The reforms in the agricultural market:

  • India never focused on agricultural reforms but focused only on the land reforms.
  • Reforms for agriculture marketing were first promoted by the former Prime Minister Atal Bihari Vajpayee by designing a model Agricultural Produce Market Committee (APMC) Act in 2003 which provided for new market channels other than APMC markets like- the direct purchase, private wholesale purchase and contract farming.
  • The Essential Commodities Act was liberalized, however could not be carried forward.

Schemes to Promote Agro-based Industries:

India hadn’t been able to sustain the economic growth as the farmer’s purchasing power had not improved much. The government is thus implementing a variety of schemes to promote the agro-based industries in India.

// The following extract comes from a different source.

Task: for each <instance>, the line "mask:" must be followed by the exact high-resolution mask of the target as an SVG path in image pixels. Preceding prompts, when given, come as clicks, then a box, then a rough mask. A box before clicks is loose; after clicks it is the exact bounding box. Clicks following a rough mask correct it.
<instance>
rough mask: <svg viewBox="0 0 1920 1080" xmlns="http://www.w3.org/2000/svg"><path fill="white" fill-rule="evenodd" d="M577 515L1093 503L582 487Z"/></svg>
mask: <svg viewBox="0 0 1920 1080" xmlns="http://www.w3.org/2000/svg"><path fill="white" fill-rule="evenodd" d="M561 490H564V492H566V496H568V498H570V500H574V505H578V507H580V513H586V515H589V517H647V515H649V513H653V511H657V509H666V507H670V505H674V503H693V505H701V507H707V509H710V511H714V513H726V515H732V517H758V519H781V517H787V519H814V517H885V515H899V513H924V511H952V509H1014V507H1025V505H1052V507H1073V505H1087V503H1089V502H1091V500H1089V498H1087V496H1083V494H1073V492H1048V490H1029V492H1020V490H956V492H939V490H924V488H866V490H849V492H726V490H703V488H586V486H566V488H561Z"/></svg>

  • Foreign Direct Investment (FDI): has been permitted at 100 percent in multi-brand retails and has been put on an automatic route for seed, dairy and animal husbandry among other sectors.
  • Pradhan Mantri MUDRA Yojana (PMMY): is a scheme launched to facilitate the provision of loans upto 10lakhs to non-cooperate, non-farming small / micro enterprises.
  • The Stand Up India Scheme: facilitates bank loans between 10lakh and 1 crore to at least 1 Scheduled Caste (SC) or Scheduled Tribe (ST) and at least one woman borrower per bank for setting up a Greenfield enterprise.
  • Gramin Bhandaran Yojana: aims to meet the requirements of farmers to store produce, and agricultural inputs. The Scheme’s aim is to prevent distress sale immediately after the harvest by providing the facility of pledge financing and marketing credit.
  • The Scheme of Fund for Regeneration of Traditional Industries (SFURTI): This Scheme aims to organize traditional industries and artisans into clusters to make them competitive and provide support for their long-term sustainability and enhanced marketability of products.
  • The Credit Linked Capital Subsidy Scheme (CLCSC): facilitated the technology up gradation of small scale industries by providing 15 percent upfront capital subsidy (up to Rs. 15 Lakh).
  • The Credit Guarantee Scheme for Micro and Small Enterprises (CGTMSE): facilitates credit to the MSME units through collateral free loan up to Rs. 100 lakh for individual MSMEs on a payment of a guarantee fee to the bank.
  • Other schemes which also play an important role are:
    • Prime Minsters Employment Generation Programme (PMEGP)
    • Pradhan Mantri Kisan Sampada Yojana (PMKSY)
    • Scheme of cold chain
    • Value Addition and Preservation Infrastructure
    • Modernization of Abattoirs Scheme and more

Challenges to set up an Agro-based Industry:

  • Land, Labour and Capital are the three requirements to set up an enterprise, however:
    • Capital rate is the costliest in India with interest rates as high as 12 percent, thus many industries cannot afford to borrow capital.
    • Labour laws in India have remained inflexible and highly restrictive and India doesn’t follow the policy of “Hire and Fire”.

Conclusion:

  • It is high time to push for more agri-reforms in India as the inflexible laws and difficulty in obtaining land or capital make setting up of agri-business in India highly difficult.